Noem, who is running for reelection and is positioned for a 2024 White House bid, has repeatedly denied wrongdoing, despite holding a meeting that included Peters and key decision-makers from the agency that was evaluating her license application just days after the agency moved to deny her the license. After the meeting, Peters received another opportunity to demonstrate she could meet federal standards and was ultimately awarded the license.
Noem’s office did not immediately respond to a request for comment.
The report says Peters received three opportunities to demonstrate to state regulators that she could meet federal standards with her appraisals, which deviated from the standard certification process that gives applicants two opportunities before their application is denied.
Even before the meeting at the governor’s mansion where the third opportunity for Peters was discussed, Noem’s labor secretary, Marcia Hultman, took an unusual, hands-on role that spring, the report states.
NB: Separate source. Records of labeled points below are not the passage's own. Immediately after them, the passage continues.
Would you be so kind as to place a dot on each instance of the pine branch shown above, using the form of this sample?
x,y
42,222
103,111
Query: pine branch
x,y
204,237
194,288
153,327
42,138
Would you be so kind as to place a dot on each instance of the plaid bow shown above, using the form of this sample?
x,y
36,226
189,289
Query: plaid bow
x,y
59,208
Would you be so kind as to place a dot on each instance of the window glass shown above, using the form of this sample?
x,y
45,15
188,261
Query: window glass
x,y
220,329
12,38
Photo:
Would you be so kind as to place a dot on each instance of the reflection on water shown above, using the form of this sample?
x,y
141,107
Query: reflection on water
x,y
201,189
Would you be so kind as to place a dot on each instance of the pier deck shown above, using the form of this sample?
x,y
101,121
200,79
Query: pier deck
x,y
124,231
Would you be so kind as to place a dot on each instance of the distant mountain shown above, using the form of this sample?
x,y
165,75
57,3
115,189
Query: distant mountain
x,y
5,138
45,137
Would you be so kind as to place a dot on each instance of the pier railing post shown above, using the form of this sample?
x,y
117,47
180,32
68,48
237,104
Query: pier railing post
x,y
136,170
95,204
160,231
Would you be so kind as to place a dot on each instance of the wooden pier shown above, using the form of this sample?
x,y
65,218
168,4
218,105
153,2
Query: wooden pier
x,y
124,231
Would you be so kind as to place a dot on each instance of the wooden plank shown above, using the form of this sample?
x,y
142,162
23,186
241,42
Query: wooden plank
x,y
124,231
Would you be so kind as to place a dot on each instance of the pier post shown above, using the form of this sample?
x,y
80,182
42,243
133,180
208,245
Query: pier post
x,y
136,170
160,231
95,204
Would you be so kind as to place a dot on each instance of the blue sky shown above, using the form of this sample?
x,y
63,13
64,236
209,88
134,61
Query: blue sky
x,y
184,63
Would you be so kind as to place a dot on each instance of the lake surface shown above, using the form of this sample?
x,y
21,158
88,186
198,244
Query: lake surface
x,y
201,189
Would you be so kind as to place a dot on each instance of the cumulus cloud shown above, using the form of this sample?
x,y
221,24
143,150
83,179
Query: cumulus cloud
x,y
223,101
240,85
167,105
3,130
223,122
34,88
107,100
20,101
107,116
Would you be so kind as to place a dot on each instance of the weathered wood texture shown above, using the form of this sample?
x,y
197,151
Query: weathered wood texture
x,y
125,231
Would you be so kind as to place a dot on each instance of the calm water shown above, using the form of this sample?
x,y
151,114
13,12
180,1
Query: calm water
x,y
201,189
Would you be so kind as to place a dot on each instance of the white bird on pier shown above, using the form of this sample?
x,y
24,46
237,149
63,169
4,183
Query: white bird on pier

After Peters failed to meet federal standards on her first try, the state’s appraiser certification program entered a disposition agreement with her that allowed her to take additional training, fix errors and resubmit her work.
“Secretary Hultman changed the disposition agreement and removed the requirement for additional course training,” the report says. “This was the first time the (Department of Labor and Regulation) Secretary inserted herself into any disposition agreement.”
Peters failed to pass a work review for a second time, and lawmakers found that in July of 2020, she was sent a notice of a pending denial to her application. The report states that at that point, Peters should “have waited the required six months and reapplied.”
Instead, lawmakers found that a meeting was held at the governor’s mansion a week later and the agency’s director at the time, Sherry Bren, was asked to come prepared to discuss the next steps so that Peters could pass her certification.
Four months later, Peters received her license. And in the weeks after that, Bren was repeatedly pressured to retire by Noem’s labor secretary. She eventually filed an age discrimination complaint and left her job in March of 2021 after receiving a $200,000 settlement agreement with the state.
Bren told the committee last year that she had been forced to retire.
The governor has implied that Bren, who directed the appraiser certification program since its inception in the 1990s, was getting in the way of new appraisers getting their certification. But the Legislature’s report found that Bren did just the opposite, stating that she worked to “encourage efficiency and support changes that would ease entry into the appraisal industry.”
Amid scrutiny of her licensure, Peters has surrendered her license and quit her appraisal work. Last year, she wrote in a letter to Hultman that she was angry that her professional reputation was damaged.
The five-page report doesn’t say whether Noem’s actions were appropriate, but government ethics experts have said Noem inappropriately interfered to help her daughter. A Republican-sponsored state House resolution to scold Noem was rejected earlier this year by most GOP members.
However, a separate government body, the Government Accountability Board, is considering whether to investigate Noem’s actions.